Il governo ha usato ogni tipo di propaganda per danneggiare la reputazione del nostro movimento. Hanno inventato così tante bugie, e ci hanno chiamati con tutti i nomi possibili, solo perché aspiriamo ad essere davvero cittadini e a difendere la democrazia. Ma non ci fermeremo. Loro hanno la capacità di infliggere danni con la propaganda perché hanno televisione e giornali a disposizione. Stanno tentando di alienarci l’opinione pubblica. Hanno detto che siamo gli “attrezzi degli stranieri”, che siamo sionisti. Hanno detto allo stesso tempo che siamo sostenitori del FSI e che siamo “sradicatori” (termine denigratorio per gli oppositori dei fondamentalismi) – tutto fa brodo per dare di noi una cattiva immagine. Ad ogni modo, terremo duro.
KB: Barakat è principalmente un movimento algerino che parla ad un pubblico algerino, ma avete un messaggio per la comunità internazionale?
AB: Siamo per la libertà di ogni popolazione e vorremmo che l’Algeria lavorasse con altri paesi, occidentali e no. Ma, vorremmo questo in un contesto in cui entrambi si vince, non in una situazione in cui dev’esserci un perdente.
Abbiamo sentore, ora, che il governo tenti di comprare il silenzio della comunità internazionale aprendo le valvole del petrolio. A noi piacerebbe che la libertà di un popolo non avesse il cartellino del prezzo. L’Algeria non è sola al mondo, aspira al lavoro con altri, ma questo deve andare a beneficio di tutti. E non vogliamo che alla nostra gioventù non resti altro sogno che un visto d’ingresso per fuggire in qualche El Dorado – paesi che spesso attualmente sono anche loro in crisi economica. Vogliamo giustizia e democrazia, e non c’è altro che possa portare alla pace fra i popoli.
KB: Come è stato il primo mese di Barakat per te, che sei una delle rappresentanti più visibili del movimento?

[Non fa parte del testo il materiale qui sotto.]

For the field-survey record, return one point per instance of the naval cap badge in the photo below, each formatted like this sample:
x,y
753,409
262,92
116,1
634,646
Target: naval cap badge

AB: Ho dovuto prendere 15 giorni di ferie al lavoro (sono una medica) perché sono stata malmenata durante i miei primi arresti. E’ stato duro per me perché ho avuto un’operazione chirurgica alla schiena, in passato. Torno al lavoro domani. Amo il mio lavoro.
Io penso che gli esseri umani non siano nati semplicemente per mangiare e dormire. Siamo nati per sognare la libertà, per rendere reali i nostri sogni, per difendere le nostre idee, per pensare. In Algeria vogliono impedirci di pensare e di esprimerci.

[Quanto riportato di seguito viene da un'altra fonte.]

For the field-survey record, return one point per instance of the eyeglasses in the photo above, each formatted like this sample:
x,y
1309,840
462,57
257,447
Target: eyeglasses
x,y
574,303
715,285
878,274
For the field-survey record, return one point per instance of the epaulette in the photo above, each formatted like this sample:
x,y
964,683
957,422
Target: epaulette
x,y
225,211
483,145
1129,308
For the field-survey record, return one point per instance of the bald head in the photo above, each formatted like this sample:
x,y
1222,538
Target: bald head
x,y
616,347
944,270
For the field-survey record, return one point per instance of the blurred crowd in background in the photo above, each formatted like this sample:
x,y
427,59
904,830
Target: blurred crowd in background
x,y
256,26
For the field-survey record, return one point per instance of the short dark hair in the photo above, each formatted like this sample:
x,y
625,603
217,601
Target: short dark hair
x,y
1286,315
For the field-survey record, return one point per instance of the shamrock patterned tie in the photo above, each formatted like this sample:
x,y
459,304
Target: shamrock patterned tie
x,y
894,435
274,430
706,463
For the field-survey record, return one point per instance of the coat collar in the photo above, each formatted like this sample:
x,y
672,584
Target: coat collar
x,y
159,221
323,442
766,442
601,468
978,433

Per questo, io sono stata arrestata cinque volte. Sono stata arrestata anche nel 2011, e prima ancora, perché non è la prima volta che sono attiva contro questo governo. Non mi piace l’ingiustizia. Mi fa provare dolore, chiunque ne sia vittima. Immagino che sia un tratto del mio carattere.
Come vivo quel che sta accadendo? Non mi aspettavo tutta questa attenzione da parte dei media. In genere preferisco essere discreta, per cui è stato davvero difficile. Mi sono sentita sotto pressione, e anche i membri della mia famiglia sono stati sotto pressione.
Ma, se la la mia voce e la mia immagine aiutano la causa, allora ne vale la pena.